Trash Talking and Listening

Trash Talking and Listening

The headline writer must have had a field day with this one.

The one-year retrospective on Hillsborough County’s switch from customer-selected trash cans and small county-supplied recycling bins to county-supplied rolling carts for both waste streams was . . . well, ripe for a pun or two.  The story by Mike Salinero in Sunday’s Tampa Tribune was appropriately titled “New garbage carts are on a roll,” with a subtitle noting that initially the change had been “dumped on” by critics.


But beyond the pained chuckle elicited by the story, Hillsborough County’s efforts to put this program on track provide something of a model for counties and municipalities (and other government agencies) contemplating major changes in services that are tightly interwoven with people’s daily lives.

I don’t know very many people who think a lot about their trash (though I do know a few). Most of us probably adopt something of an “out of sight, out of mind” approach to the subject. The indoor waste repositories don’t typically occupy prominent places in our living spaces, and the nastiest of them generally have lids or hide inside cabinets. After all, we’re talking trash here.

In many households, small-scale skirmishes over taking out the trash are regular events. In some, there’s a family member who has admitted defeat and is always at the disposal of his/her relatives when the trash needs to be taken out. One way or another, the trash moves from inside the house to outside, from smaller to larger containers.

Then it has to get to the truck.

I once got into considerable political trouble for saying (accurately) that our city’s solid waste crews were at greater risk of physical injury than our police officers. That was before the pressure to do more with less had grown through private firms competing on price and municipalities cutting their labor force to survive the economic downturn, so it’s likely to be even more true today. The dangers include the risks of injury picking up heavy cans, wounds from loose trash and yard waste, impatient drivers cutting too close, and the perils presented by working quickly and intimately with machines designed to crush large quantities of material.

For a number of years now, there has been something of a national movement to standardize and more fully automate the trash-collection process. Trucks, not people, pick up the heavy cans. Operators can throw levers from the safety of the cab rather than the business end of the trash truck. After a substantial initial investment, costs are likely to be reduced with the reduction in injuries and lost days of work. Additionally (and here the news can be viewed more negatively), fewer employees can get the work done just as if not more quickly than the larger workforces before.

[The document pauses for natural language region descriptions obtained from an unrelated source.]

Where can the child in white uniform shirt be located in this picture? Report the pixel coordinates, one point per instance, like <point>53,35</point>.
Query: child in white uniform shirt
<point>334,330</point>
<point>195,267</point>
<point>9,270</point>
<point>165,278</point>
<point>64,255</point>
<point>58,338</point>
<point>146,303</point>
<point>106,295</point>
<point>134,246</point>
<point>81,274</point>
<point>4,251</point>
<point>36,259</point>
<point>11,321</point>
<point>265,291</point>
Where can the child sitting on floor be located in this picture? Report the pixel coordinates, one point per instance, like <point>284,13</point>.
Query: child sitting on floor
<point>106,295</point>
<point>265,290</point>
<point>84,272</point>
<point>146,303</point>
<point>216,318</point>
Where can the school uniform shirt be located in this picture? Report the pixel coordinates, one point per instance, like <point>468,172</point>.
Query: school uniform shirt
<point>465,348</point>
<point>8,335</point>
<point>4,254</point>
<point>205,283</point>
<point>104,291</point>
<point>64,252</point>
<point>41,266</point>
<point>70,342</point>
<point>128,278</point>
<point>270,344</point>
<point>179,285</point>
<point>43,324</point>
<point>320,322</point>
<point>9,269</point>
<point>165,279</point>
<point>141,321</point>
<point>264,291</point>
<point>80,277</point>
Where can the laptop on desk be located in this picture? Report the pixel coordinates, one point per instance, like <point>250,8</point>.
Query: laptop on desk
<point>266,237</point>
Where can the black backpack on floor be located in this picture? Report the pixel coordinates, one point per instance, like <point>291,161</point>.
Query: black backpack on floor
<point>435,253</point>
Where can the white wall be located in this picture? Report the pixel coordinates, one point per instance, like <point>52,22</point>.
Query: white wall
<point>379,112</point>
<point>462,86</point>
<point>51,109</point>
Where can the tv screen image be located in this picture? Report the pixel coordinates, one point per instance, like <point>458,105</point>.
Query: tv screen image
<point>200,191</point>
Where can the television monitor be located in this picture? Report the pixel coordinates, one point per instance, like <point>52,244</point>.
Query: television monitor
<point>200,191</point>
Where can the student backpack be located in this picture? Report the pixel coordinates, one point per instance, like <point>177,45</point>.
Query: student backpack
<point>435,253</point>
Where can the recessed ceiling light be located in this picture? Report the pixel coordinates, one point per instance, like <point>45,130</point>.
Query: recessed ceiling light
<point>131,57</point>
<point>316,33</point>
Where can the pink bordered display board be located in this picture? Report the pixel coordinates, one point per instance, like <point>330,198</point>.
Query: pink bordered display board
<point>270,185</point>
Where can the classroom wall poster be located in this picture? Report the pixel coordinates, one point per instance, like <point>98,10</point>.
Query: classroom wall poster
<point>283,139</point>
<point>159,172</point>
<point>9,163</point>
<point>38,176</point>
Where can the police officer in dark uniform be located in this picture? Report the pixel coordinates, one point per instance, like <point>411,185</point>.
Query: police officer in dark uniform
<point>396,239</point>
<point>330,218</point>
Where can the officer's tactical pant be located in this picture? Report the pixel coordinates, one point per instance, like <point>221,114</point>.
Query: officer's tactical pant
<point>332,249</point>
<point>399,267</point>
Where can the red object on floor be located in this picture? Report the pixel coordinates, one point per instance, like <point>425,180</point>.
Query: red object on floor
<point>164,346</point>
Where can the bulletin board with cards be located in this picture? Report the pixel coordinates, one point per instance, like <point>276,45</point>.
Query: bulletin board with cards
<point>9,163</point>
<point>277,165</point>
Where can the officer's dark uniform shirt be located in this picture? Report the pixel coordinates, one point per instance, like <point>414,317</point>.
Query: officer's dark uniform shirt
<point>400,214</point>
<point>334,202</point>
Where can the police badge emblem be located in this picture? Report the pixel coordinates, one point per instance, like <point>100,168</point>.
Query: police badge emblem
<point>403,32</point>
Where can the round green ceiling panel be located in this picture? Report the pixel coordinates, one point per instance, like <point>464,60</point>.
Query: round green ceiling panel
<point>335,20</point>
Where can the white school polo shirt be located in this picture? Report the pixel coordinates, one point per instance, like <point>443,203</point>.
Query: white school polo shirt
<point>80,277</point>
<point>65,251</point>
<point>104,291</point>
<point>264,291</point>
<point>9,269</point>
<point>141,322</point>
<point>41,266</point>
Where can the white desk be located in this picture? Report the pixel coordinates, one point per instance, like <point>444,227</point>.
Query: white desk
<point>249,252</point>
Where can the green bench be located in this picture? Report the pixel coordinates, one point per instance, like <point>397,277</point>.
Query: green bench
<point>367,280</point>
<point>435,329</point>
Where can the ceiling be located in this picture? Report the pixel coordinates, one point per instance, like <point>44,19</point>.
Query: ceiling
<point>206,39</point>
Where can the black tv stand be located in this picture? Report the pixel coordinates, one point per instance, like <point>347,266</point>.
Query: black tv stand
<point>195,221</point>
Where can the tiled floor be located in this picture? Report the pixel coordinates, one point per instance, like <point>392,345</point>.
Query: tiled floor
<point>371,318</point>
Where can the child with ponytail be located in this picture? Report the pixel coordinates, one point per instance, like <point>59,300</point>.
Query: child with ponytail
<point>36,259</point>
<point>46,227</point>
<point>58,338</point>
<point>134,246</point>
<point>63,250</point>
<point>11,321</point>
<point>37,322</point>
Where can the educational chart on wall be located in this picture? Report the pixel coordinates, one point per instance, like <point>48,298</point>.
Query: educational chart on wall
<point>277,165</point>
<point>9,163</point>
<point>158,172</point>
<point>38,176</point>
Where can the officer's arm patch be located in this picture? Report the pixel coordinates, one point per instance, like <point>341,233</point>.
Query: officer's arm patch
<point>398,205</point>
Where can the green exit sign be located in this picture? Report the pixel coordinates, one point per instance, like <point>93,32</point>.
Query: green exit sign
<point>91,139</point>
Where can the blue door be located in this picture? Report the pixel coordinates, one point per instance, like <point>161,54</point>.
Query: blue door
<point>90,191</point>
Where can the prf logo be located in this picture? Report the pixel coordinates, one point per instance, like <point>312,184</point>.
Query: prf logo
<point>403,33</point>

But solid waste services aren’t just about what happens once the trash is at the curb. One must deal with the trash producers themselves, especially the ordinary renters and homeowners who also must transport the garbage to where the truck can pick it up.

Change the number of cans, or their shape and size, and one is sure to stir up opposition. Make what are perceived as a few mistakes along the way (like replacing consumer’s smaller cans with a much larger cart that, at first encounter, seems large enough for the consumer to fit in, rather than sized for the garbage the consumer will put in), and the transition can grind to a halt . . . especially if substantial political opposition is generated.

What the folks in Solid Waste in Hillsborough County did is what we all need to do when faced with complaints.

They listened.

In some cases, they simply listened with concern and waited to see how things sorted out. There were early complaints about those large carts, but most of them dissipated after folks had a chance to use them for a few weeks.

In other cases, they made adjustments, making smaller carts available for those who decided that the big cans really were too much.

Ultimately, the success of the program probably owes both to some good research and smart decisions about the way the service was delivered and the care with which the county listened.

Any major change in an important service is going to generate opposition.

How we handle that opposition, how we respect the experience of those who complain, will determine whether the change can be successful.